Adding an S3 Incremental Load Job
To add a new S3 incremental load job to the platform, follow these steps:
- Click on the "Configuration Management" menu and select "Table Job Configuration".
- In the S3 Table Job page, click the blue "Add" button to open the form.
- Choose the data source database table and the target S3 bucket you want to synchronize. Ensure that the source endpoint is MongoDB's Gridfs data as the source for S3 synchronization.
- Select "Incremental Load" as the archive mode.
- You'll need to provide SQL configuration since you're choosing incremental mode. Click the blue "Custom SQL" button to open the form for defining the SQL conditions.
- Set up the conditions for the incremental synchronization SQL in the form.
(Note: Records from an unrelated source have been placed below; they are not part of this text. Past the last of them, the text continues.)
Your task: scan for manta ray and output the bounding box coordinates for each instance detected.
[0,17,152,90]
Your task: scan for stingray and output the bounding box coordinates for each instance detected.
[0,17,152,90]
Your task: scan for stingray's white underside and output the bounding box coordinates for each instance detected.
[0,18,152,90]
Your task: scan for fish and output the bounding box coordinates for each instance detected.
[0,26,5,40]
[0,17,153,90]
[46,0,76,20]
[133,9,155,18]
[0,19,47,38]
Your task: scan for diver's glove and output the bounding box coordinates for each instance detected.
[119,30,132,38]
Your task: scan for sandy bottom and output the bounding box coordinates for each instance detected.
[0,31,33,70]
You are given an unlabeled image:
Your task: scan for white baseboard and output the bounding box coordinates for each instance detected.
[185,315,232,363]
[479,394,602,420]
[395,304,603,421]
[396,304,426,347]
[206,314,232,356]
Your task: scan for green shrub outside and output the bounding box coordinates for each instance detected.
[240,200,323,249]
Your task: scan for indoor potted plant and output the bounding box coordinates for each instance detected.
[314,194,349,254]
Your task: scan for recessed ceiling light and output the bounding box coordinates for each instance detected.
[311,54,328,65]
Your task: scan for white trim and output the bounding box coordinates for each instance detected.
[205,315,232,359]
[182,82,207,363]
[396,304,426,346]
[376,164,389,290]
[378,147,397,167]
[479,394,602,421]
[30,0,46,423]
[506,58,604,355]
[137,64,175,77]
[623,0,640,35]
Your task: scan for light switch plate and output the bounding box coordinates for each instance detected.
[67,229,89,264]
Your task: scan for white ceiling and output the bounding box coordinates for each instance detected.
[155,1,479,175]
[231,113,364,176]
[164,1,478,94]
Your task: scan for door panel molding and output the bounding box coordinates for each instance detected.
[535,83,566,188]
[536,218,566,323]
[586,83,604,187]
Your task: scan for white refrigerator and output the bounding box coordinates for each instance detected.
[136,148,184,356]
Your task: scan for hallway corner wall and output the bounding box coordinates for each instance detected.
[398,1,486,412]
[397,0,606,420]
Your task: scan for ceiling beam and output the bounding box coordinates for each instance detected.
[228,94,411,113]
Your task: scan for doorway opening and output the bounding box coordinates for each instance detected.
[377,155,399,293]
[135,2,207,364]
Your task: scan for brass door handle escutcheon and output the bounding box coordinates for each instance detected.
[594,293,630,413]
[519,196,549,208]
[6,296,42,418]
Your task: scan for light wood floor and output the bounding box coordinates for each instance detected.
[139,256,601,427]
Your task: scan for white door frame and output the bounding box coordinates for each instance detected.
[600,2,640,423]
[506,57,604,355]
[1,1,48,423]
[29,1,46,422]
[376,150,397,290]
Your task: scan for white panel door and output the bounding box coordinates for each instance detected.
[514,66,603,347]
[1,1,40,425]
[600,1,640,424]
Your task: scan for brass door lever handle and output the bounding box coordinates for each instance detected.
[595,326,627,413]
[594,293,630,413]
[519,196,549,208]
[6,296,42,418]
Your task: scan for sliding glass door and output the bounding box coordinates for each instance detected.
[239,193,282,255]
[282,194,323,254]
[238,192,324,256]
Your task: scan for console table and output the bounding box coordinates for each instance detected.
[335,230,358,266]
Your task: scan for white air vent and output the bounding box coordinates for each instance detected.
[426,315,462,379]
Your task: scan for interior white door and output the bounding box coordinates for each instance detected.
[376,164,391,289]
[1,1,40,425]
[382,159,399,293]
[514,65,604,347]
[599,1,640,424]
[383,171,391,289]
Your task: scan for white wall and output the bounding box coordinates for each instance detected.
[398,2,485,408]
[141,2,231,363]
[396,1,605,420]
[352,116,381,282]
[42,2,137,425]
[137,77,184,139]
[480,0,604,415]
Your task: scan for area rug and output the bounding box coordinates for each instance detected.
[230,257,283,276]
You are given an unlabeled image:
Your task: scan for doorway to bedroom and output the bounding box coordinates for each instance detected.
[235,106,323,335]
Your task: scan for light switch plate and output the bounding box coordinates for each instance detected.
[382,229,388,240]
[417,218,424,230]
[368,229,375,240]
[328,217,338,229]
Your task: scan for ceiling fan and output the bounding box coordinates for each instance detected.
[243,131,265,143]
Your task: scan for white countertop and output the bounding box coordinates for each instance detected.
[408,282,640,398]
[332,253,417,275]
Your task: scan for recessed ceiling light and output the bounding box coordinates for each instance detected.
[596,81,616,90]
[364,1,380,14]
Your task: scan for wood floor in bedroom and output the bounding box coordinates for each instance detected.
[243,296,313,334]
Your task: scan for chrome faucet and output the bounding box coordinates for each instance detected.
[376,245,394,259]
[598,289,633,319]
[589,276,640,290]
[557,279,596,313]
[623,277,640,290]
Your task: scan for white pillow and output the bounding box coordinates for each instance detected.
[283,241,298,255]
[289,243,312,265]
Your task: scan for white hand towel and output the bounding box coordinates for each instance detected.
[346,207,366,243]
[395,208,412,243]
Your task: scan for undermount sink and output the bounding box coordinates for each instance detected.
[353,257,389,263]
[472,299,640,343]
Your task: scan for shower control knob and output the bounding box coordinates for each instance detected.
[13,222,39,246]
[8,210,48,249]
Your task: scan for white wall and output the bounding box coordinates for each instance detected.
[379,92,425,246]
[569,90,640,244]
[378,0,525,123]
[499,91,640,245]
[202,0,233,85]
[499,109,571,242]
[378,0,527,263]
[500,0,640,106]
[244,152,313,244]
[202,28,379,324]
After defining the conditions, click "Save" to generate the SQL.
- The table job also includes data consistency verification. If you choose to enable it, you can set the required verification percentage. After the synchronization, the platform will perform data consistency checks on the synchronized data.
- Since S3 has the characteristic that files with the same name will overwrite the existing files, you can choose from synchronization modes like "Replace without Handling", "Replace with Newest Files", or "ID + Filename" mode.
- Choose a data processing method, either manual deletion or automatic deletion, after synchronization. The data source table will be deleted according to your choice after synchronization is completed.
By following these steps, you can create an S3 incremental load job that synchronizes data from a MongoDB Gridfs data source to a target S3 bucket using incremental synchronization based on defined SQL conditions. This allows for efficient and selective data synchronization within the Whaleal Data platform.